The particularly disturbing trend of events around the world is such that the United Nations needs to be stronger and more respected than ever. The wisdom, devotion and determination shown by the new Secretary-General, Mr. Javier Perez de Cuellar, since he took office reassure us of his determination to devote himself to strengthening the Organization and safeguarding international peace and security. In repeating the Tunisian delegation's warmest congratulations to him, we wish to assure him of our total support in the noble and difficult task awaiting him.

If the United Nations is to be strong and respected, if it is to be the conscience of the world as well as the champion of those among us who are victims of any violations of the principles to which we have adhered, our Organization must be able to state what is right and to ensure that it is respected.

On 14 December 1981, Israel committed one of the most flagrant violations of the Charter. By extending its laws, jurisdiction and administration to the Golan Heights, Israel quite simply annexed a territory which it has been occupying by force since 1967 and which belongs to an independent sovereign State that is a Member of the United Nations: the Syrian Arab Republic.

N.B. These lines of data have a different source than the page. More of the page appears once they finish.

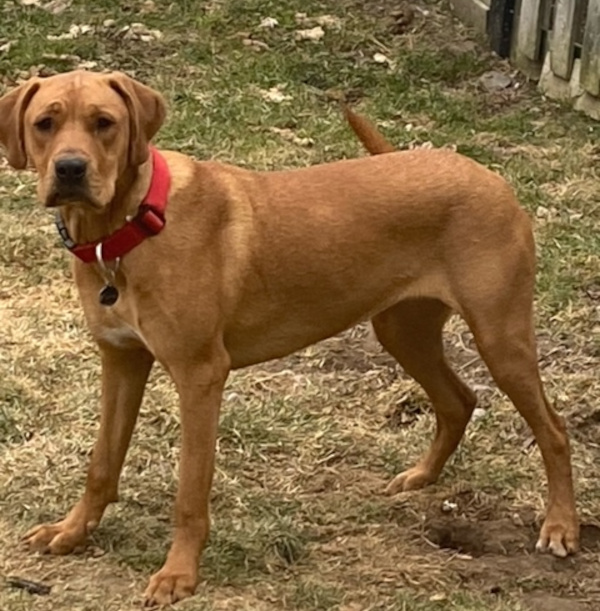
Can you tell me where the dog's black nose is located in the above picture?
[54,157,87,185]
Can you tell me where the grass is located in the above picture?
[0,0,600,611]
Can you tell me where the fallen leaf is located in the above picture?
[242,38,269,51]
[41,0,72,15]
[46,23,94,40]
[259,85,292,104]
[271,127,315,146]
[296,25,325,42]
[258,17,279,29]
[314,15,342,30]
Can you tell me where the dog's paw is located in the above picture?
[144,565,198,607]
[23,520,87,555]
[385,466,437,495]
[535,514,579,558]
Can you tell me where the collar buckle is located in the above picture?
[131,204,165,237]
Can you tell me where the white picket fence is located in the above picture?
[512,0,600,119]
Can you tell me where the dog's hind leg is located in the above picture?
[461,261,579,556]
[373,299,476,494]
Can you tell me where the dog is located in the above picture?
[0,71,579,605]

The world reacted promptly, with energetic and. general condemnation. Living up to its responsibilities, the Security Council on 14 December 1981 stated what was right by declaring the Israeli measure null and void. It stated what was just by condemning Israel for its illegal action. It declared its intention to ensure respect for the law by ordering Israel to rescind its decision within two weeks.

It must, however, be noted that, meeting at the end of the time allotted and duly taking note of Israel's refusal to comply, the Security Council found itself unable to take necessary measures to ensure respect for law measures which it had, however, committed itself to taking in its resolution 497 (l98l).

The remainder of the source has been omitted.